Replace vendor-specific triple store config by generic config for SPARQL-endpoint and RDF4J-server  #824

@dennisvang

Description

@dennisvang

Currently the FDP supports different types of external triple store, viz., Allegrograph, Blazegraph, and GraphDb. The FDP configuration for these triple stores looks like it is implementation-dependent:

# valid repository type options {1 = inMemoryStore, 2 = NativeStore, 3 = AllegroGraph, 4 = graphDB, 5 = blazegraph}
repository:
main:
type: ${FDP_TRIPLE_STORE_TYPE:1}
native:
dir: ${FDP_TRIPLE_STORE_DIR:/tmp/fdp-store/}
agraph:
url: ${FDP_TRIPLE_STORE_URL:http://localhost:10035/repositories/fdp}
username: ${FDP_TRIPLE_STORE_USERNAME:user}
password: ${FDP_TRIPLE_STORE_PASSWORD:password}
graphDb:
url: ${FDP_TRIPLE_STORE_URL:http://localhost:7200}
repository: ${FDP_TRIPLE_STORE_REPOSITORY:test}
username: ${FDP_TRIPLE_STORE_USERNAME:user}
password: ${FDP_TRIPLE_STORE_PASSWORD:password}
blazegraph:
url: ${FDP_TRIPLE_STORE_URL:http://localhost:8888/blazegraph}
repository: ${FDP_TRIPLE_STORE_REPOSITORY:test}

However, this is misleading and unnecessarily restrictive, because it appears to preclude the use of other triple stores such as Jena (TDB/Fuseki), see e.g. #808. In addition, it increases the maintenance burden.

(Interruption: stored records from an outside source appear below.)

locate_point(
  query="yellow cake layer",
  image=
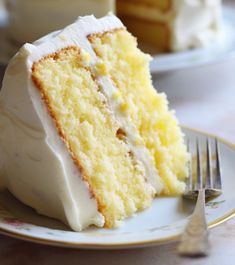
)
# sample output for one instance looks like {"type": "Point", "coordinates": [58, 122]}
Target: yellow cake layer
{"type": "Point", "coordinates": [92, 135]}
{"type": "Point", "coordinates": [148, 20]}
{"type": "Point", "coordinates": [146, 109]}
{"type": "Point", "coordinates": [156, 34]}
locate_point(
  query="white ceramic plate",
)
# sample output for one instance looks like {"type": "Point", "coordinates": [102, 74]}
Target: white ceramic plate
{"type": "Point", "coordinates": [161, 223]}
{"type": "Point", "coordinates": [223, 50]}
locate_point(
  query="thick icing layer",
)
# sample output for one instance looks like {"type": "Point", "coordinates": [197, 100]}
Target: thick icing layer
{"type": "Point", "coordinates": [37, 167]}
{"type": "Point", "coordinates": [52, 14]}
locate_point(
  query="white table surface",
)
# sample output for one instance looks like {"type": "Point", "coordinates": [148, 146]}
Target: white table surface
{"type": "Point", "coordinates": [204, 98]}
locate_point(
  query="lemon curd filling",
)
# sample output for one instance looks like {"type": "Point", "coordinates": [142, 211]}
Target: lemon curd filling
{"type": "Point", "coordinates": [148, 110]}
{"type": "Point", "coordinates": [92, 134]}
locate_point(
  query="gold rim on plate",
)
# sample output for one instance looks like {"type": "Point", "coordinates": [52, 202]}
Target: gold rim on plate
{"type": "Point", "coordinates": [144, 243]}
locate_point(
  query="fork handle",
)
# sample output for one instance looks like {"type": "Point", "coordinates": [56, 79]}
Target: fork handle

In fact, the only requirement is that the configuration points to either a SPARQL-endpoint or an RDF4J-server (extended SPARQL-endpoint).

The underlying RDF4J Repository classes used by the FDP are just the default SPARQLRepository, for Allegrograph and Blazegraph, and HTTPRepository, for GraphDB:

new SPARQLRepository(properties.getAgraph().getUrl());

return new SPARQLRepository(urlBuilder.toString());

return repositoryManager.getRepository(
properties.getGraphDb().getRepository()
);

From the rdf4j sparql docs:

A SPARQL endpoint is any web service that implements the SPARQL 1.1 Protocol [...]

Since every RDF4J repository running on a RDf4J Server is also a SPARQL endpoint, it is possible to use the SPARQLRepository to access such a repository. However, it is recommended to instead use HTTPRepository, which has a number of RDF4J-specific optimizations that make client-server communication more scalable, and transaction-safe.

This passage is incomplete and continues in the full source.